И всю жизнь он мне мстит за это. И всю жизнь звонит мне два раза в год, в день моего рождения и 8 марта, и остервенело кричит о том, как счастливо, счастливо, счастливо сложилась его жизнь без меня, и первая жена любила, а он женился на ней, думая досадить мне, и только поэтому, и вторая обожает как сумасшедшая, дочка умерла младшая — и всё равно счастье, и из профессии выбило, к бандитам прибило — и всё равно он счастлив, безумный. Так кричит он мне два раза в год вот уже много лет, теперь уже невнятно выговаривая слова: в прошлом году с ним случился инсульт.

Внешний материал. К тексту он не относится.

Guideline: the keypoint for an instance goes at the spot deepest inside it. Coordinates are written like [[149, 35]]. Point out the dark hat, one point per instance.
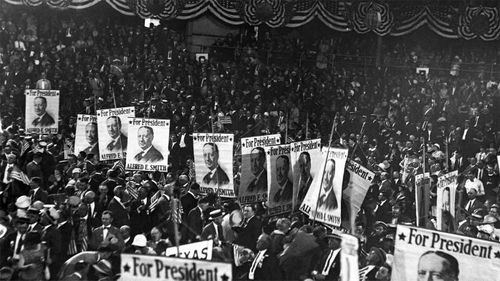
[[33, 237], [215, 214]]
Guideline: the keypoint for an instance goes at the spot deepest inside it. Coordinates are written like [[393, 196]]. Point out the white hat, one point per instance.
[[3, 231], [23, 202], [139, 240]]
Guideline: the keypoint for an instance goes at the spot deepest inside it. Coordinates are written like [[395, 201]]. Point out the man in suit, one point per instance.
[[33, 168], [43, 119], [91, 137], [306, 178], [213, 230], [328, 200], [13, 242], [116, 206], [257, 166], [196, 220], [285, 186], [106, 233], [37, 193], [148, 154], [216, 176], [118, 141], [248, 234]]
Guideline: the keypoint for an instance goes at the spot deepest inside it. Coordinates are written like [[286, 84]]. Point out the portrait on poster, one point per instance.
[[213, 155], [147, 144], [253, 181], [86, 138], [42, 111], [112, 127]]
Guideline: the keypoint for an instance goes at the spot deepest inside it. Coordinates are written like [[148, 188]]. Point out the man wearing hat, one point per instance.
[[37, 193], [33, 168], [51, 235], [213, 230], [14, 241]]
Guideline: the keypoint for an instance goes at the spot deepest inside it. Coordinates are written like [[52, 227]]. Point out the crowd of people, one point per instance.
[[383, 110]]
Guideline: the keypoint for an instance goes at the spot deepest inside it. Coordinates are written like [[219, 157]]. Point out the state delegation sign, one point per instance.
[[157, 268], [420, 253]]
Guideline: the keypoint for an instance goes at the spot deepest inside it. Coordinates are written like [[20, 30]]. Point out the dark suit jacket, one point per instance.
[[46, 121], [120, 214], [118, 147], [249, 233], [153, 155], [97, 237], [220, 177], [40, 195], [195, 223], [209, 231], [260, 185], [33, 170], [188, 202], [329, 202], [285, 194]]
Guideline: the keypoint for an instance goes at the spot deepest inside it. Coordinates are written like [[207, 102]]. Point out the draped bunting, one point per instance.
[[394, 19], [372, 16], [482, 22]]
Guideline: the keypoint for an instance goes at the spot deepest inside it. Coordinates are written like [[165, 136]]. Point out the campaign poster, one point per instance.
[[354, 188], [279, 179], [422, 198], [42, 111], [157, 268], [213, 162], [147, 144], [306, 158], [423, 254], [112, 128], [86, 139], [323, 201], [445, 201], [199, 250], [349, 270], [253, 182]]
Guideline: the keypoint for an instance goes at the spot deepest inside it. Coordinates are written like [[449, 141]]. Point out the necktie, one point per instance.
[[322, 200], [140, 156]]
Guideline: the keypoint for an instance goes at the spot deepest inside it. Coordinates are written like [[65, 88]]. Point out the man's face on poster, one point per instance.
[[435, 268], [304, 165], [91, 133], [211, 156], [327, 182], [257, 160], [281, 170], [144, 138], [114, 127], [40, 105]]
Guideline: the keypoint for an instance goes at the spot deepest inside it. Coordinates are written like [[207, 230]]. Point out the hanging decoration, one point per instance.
[[482, 22]]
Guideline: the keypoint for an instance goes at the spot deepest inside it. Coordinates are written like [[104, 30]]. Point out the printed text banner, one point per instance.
[[86, 135], [213, 162], [279, 179], [429, 251], [253, 181], [323, 201], [306, 158], [42, 111], [199, 250], [356, 187], [112, 126], [157, 268], [148, 144]]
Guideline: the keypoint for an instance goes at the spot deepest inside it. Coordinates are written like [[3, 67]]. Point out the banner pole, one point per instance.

А П. был моим студентом, выслеживал, пытался дружить с сыном, врывался в дом и бегал по нему почему-то в белых носках — я так и знал, что вы обманываете, когда сказали, что не собираетесь замуж, вот же мужской одеколон появился на полке… А я вообще не давала повода. Разговаривали о разном: о Бердяеве, Фихте, о вегетарианстве и лечении голоданием, это были его хобби. Как-то раз он рассказал о своей связи с деревенской женщиной. Сам П. был огромным парнем, метра под два ростом и с хорошим таким весом; говоря о своих первых постельных опытах, восторженно изумлялся тому, как она, в горячке наслаждения, поднимала его из постели на руки и носила по избе баюкая. Тогда, в 1980– х, в русских деревнях часто не имели привычки подмываться даже во время месячных: баня раз или дважды в год — и всё. Гигиенические привычки закладываются с детства и меняются очень редко, особенно в нашей деревне, где вся цивилизация, в лучшем случае, состояла из «лампочки Ильича» и изредка — газа. Менструальная кровь пахнет отвратительно, гнилью и смертью, недаром же у многих народов в период нечистоты женщины старались не печь хлеб и не касаться растений — цветы сразу никли и увядали, что-то там такое невидимое исходит от запаха незавязавшейся и пропавшей втуне жизни. А он упивался этим запахом, как некоторые любят запах бензина или как собаки приходят в восторг от вони органической гнили, в нём для него была Женщина и Жизнь — ведь так может пахнуть только Она. И радостно поражался процессам самоочищения, как у собак или эскимосов: засохнет — само отваливается. Вот что такое природная, естественная жизнь, не то что в городе, где всё и все испорчены цивилизацией. Или повествовал, как порою мучился на лекциях: слушаешь умные вещи, говорил он, и вдруг вспыхивает такое желание — ни к кому конкретно, а просто сексуальное желание вообще, — невероятно сладко-мучительное, хоть беги из аудитории куда глаза глядят, и есть в этом рабствование, но рабствование чему-то, обещающему высшее блаженство… Счастливый раб, чувствующий себя свободным, будучи прикованным к галерам, приговорённый к этому вечному мужскому рабству похоти. У нас не было запретных тем — была лишь граница личного пространства, которая не нарушалась никогда.